Para Elisa, la ausencia es una forma de la presencia. Tiene un peso específico tan determinante como la proximidad. “En la literatura mexicana ha sido recurrente el tema del padre ausente, muchas veces abordado como una búsqueda muy literal”, explica la autora. “En Malacría quise preguntarme por otra clase de ausencia: no solo la desaparición física de Perla, sino una ausencia más profunda, que sucede cuando las cosas permanecen en silencio, cuando ciertos secretos no se comparten”. De modo que la novela progresa en dos direcciones simultáneas: al buscar a su madre, Ele explora también el pasado familiar y descubre, con pasmo, las cicatrices que ha heredado.
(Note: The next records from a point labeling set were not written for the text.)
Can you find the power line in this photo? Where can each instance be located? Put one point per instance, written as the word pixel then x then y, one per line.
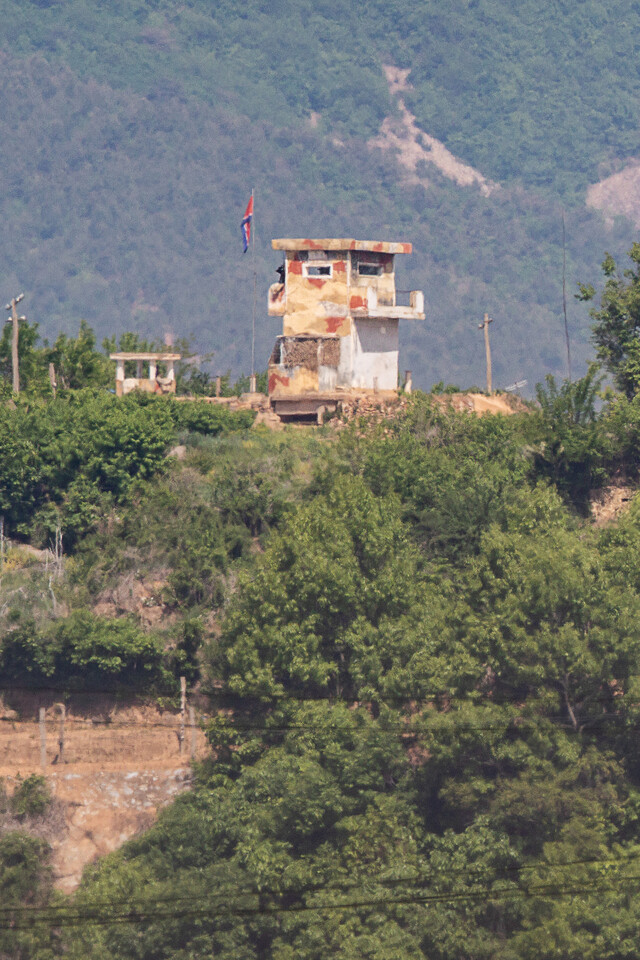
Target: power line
pixel 417 879
pixel 487 894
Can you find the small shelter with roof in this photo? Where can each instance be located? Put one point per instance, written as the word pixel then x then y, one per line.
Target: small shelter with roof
pixel 154 382
pixel 341 312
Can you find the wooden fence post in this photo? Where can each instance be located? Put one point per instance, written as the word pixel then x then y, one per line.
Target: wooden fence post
pixel 43 740
pixel 183 707
pixel 194 738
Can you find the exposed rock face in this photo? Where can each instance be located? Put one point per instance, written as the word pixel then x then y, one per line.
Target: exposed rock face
pixel 413 146
pixel 119 767
pixel 619 194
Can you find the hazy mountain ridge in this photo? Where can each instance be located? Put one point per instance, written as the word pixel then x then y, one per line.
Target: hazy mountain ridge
pixel 132 136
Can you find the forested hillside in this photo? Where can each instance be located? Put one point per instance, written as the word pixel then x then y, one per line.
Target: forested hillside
pixel 131 134
pixel 419 656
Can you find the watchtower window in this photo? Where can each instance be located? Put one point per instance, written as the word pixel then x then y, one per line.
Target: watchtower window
pixel 318 269
pixel 370 269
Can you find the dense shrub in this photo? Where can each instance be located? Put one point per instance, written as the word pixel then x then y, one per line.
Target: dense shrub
pixel 84 651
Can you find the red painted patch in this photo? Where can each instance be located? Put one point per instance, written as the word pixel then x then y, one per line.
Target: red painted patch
pixel 358 303
pixel 333 323
pixel 275 379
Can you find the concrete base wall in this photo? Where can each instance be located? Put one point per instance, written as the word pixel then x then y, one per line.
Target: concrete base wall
pixel 375 354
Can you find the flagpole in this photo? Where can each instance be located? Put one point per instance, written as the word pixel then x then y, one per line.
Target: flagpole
pixel 252 385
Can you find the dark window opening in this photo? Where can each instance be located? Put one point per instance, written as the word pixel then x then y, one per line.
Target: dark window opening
pixel 370 269
pixel 319 270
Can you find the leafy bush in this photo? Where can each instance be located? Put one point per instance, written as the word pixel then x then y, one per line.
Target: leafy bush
pixel 83 651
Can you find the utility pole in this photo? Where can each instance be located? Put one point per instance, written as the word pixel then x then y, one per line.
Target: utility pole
pixel 14 318
pixel 485 326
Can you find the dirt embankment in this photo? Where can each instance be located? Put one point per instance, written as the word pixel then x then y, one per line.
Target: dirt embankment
pixel 376 409
pixel 117 767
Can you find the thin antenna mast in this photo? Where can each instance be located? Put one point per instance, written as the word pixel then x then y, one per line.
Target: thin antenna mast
pixel 564 297
pixel 252 384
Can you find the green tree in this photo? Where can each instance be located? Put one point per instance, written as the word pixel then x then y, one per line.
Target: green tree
pixel 78 363
pixel 616 328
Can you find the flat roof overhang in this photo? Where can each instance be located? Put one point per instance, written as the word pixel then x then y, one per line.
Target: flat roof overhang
pixel 128 355
pixel 341 243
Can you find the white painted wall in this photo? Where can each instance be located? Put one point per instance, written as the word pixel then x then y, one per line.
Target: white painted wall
pixel 375 354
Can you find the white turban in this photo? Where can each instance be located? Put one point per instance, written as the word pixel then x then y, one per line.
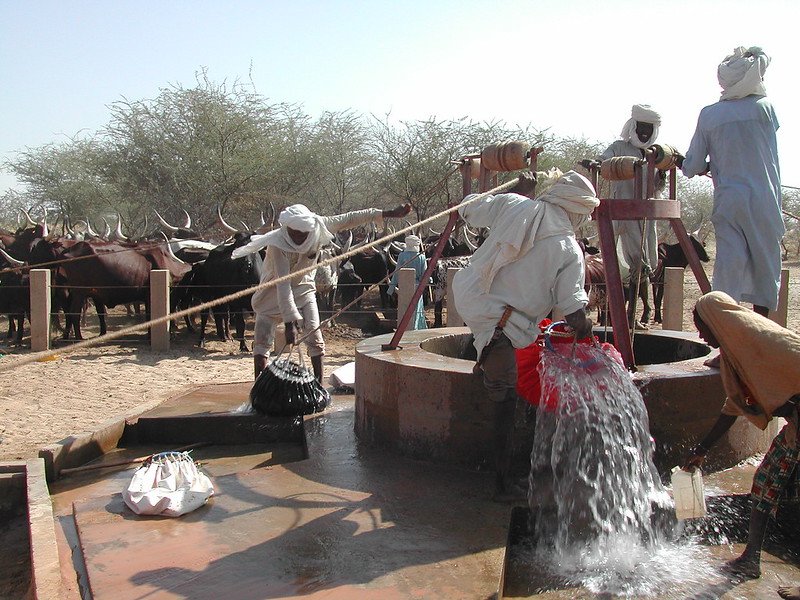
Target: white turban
pixel 645 114
pixel 741 74
pixel 575 194
pixel 412 243
pixel 296 216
Díaz Castelo interpreta esta circunstancia a través de una cita de Faulkner: “El pasado no está muerto. Ni siquiera es pasado”. ¿De qué manera nos determina ese legado identitario? La narradora indaga: “Quería revelar cómo las historias silenciadas también dan forma a quienes somos, aunque no las conozcamos del todo”.
Tenía razón Cristina Peri Rossi cuando dijo que la memoria es modificación.
Hay un contrapunto indispensable en la novela: Jenny, novia de Perla y aliada improbable de Ele en la búsqueda. Es al mismo tiempo un ancla y la personificación del caos, un personaje que permite que la novela se sustraiga de cualquier exceso de solemnidad. Sus obsesiones y manías exasperan a Ele, pero también la acercan a un entendimiento más amplio sobre las relaciones femeninas, un tema clave para Díaz Castelo. “Quería explorar los vínculos entre mujeres fuera del ámbito masculino. Preguntarme por esos espacios de amistad, amor y sororidad que existen más allá del hombre ausente”, señala la autora.
En un ensayo titulado Usos de lo erótico: lo erótico como poder, Audre Lorde sugiere que el gozo puede ser una forma encarnada y profunda del conocimiento propio. Una noción similar se asoma en Malacría, donde es recurrente la experiencia del mundo a través del cuerpo (como en casi toda la literatura de Elisa). La propia Ele, en un gesto recurrente, se muerde el interior de la mejilla hasta hacerla sangrar. Eso le otorga a la novela una pátina densa parecida al óxido. Un recordatorio metálico de las violencias apenas visibles que condicionan la identidad y la relación de las tres mujeres. “Aprender a habitar el cuerpo desde el gozo —dice Díaz Castelo— es una tarea para toda la vida”.